Clearwater pyro’s business expanding

Pyrotechnicians prepare the Celebrate Clearwater fireworks display that was launched on July 6. Pictured from left are Craig Dugan, Jeff Hollinger and John Baxter.

By Sam Jack
The Times-Sentinel

CLEARWATER – In his second season as a professional pyrotechnician, Clearwater High School graduate Cody Hanna was able to expand his schedule from one show to three. He’s hoping to continue to grow his company, Victory Pyrotechnics, in the years ahead.
Last summer’s Celebrate Clearwater display was Hanna’s first as a professional. For the second Celebrate Clearwater show, July 6, Hanna and his team brought back the same special elements – lasers, lights, a soundtrack – while getting more ambitious about how those elements were deployed.
“The show in Clearwater depicted scenes from D-Day and the landing at Normandy, honoring the 75th anniversary,” Hanna explained. “We tied into historical moments and really tried to tell a story. That’s where we want to go with what we’re doing.”
Hanna, who designed the pyrotechnic part of the show, was joined by light, laser and sound designers, and a script writer. They all spent months collaborating on the Clearwater show.
The same went for two planned shows in Lansing, Kan. The first, slated for May 2, was canceled due to inclement weather and couldn’t be made up. But the unused fireworks from that show were incorporated into Lansing’s Independence Day display, which went off as planned on June 28.
“Lansing was the biggest crowd we have ever performed for,” Hanna said. “I don’t know an exact number, but I would put it in the 5,000 to 8,000 range. They fill up a big field, almost like a drive-in movie theatre.”
Hanna’s team put special-effects lights on scissor lifts, creating effects that swept across a 600-foot span.
“It was really pretty cool to see,” Hanna said.
What sets Hanna’s style of fireworks apart is the use of a computer control system. Lights, lasers, sounds and fireworks are all digitally timed and launched, so nobody has to run around with a flashlight, a punk and a fire extinguisher.
“On the Clearwater show, I probably spent 40 to 50 hours programming just the pyro side of it,” Hanna said.
Hanna said he heard lots of positive feedback about both the Clearwater and the Lansing shows.
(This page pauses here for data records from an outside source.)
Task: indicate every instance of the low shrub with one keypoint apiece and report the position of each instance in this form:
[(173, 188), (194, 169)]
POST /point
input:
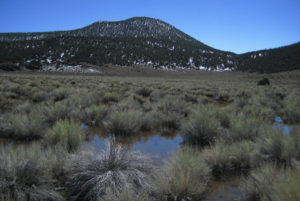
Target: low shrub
[(24, 178), (271, 184), (67, 134), (283, 150), (202, 128), (227, 159), (145, 92), (124, 122), (183, 177), (94, 115), (244, 128), (23, 127)]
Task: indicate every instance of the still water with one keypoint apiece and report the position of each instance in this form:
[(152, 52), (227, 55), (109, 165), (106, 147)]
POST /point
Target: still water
[(154, 144)]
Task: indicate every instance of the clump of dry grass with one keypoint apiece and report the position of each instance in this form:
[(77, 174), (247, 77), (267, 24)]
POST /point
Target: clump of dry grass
[(114, 169), (23, 126), (24, 177), (66, 133), (184, 176), (202, 128)]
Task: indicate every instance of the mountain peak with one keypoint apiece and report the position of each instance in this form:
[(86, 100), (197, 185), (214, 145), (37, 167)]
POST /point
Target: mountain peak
[(135, 27)]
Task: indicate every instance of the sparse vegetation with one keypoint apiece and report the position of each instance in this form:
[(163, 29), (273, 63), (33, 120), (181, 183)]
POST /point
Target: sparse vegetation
[(184, 176), (67, 134), (202, 128), (226, 118)]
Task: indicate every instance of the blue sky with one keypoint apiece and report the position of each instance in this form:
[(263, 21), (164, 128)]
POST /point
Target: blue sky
[(233, 25)]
He would like to continue adding shows and scaling up his business – but that’s a challenge, given that each show requires a crew of 15 to 20 people.
“Right now we’re limited, but it’s something we’re looking at,” he said. “I would love to be shooting multiple shows on the Fourth of July and throughout that week. My goal for next year, I’m hoping we can at least double up and get six shows next summer, if not maybe more.”